When that closed, Olson was asked by people in the community if she would help them. Her concern continued.

Olson heard of the Faith Nurse program, and with hope and prayer, this became a reality. She had to attend a course at Augustana. The Faith Nurse program is run on donations from the area. As time progressed, Olson came to understand the needs of the whole person. She realized that the elderly had more needs than she could take care of during home visits.

One day, over coffee with friends, the subject of the needs of elderly came up in the discussion. The coffee girls prayed, asking for the possibility of an assisted living. Prayers were answered; there is now “The Village Assisted Living.”

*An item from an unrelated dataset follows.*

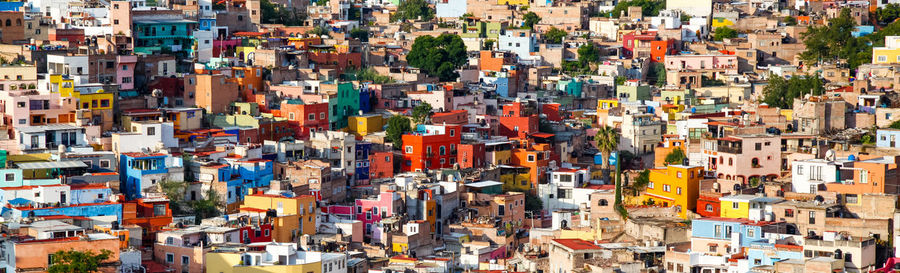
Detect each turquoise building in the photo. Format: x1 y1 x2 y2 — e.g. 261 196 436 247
134 19 197 57
328 82 359 131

Here at The Village, a retired nurse lives among the residents. Ruth (Albrecht) Zeller was a practicing nurse for 53 years, while also raising three children with her husband, Bob. She attended St. Joseph School of Nursing, a three-year course, in Mitchell. Zeller remembers rules for attending nursing school which included age, weight and marital status. Students had to be unmarried. Several of the girls had to go to the “Diet Kitchen.” Luckily enough, these rules are not used today. Zeller graduated in 1949, and before taking a job, she had six months supervised training at Presentation School of Nursing in Aberdeen.

Dress code for nurses has changed quite a bit throughout the years. Zeller wore a white dress, white cap, white stockings with a seam, white shoes and no jewelry except her nurse pin and wristwatch. Her first job was in Arlington, then Lake Preston, and finally, she ended up in De Smet.

It was Zeller’s aunt, cousin and mother who influenced her to become a nurse. She is proud of her years in nursing and is delighted that her two daughters and a granddaughter became nurses, and now a great-granddaughter is also studying to be a nurse.

Two retired nurses who work at The Village part-time deserve recognition as well. Thank you to Delrean Gilligan and Tina Schipper, and thank you to all the nurses who have dedicated their lives to caring for others.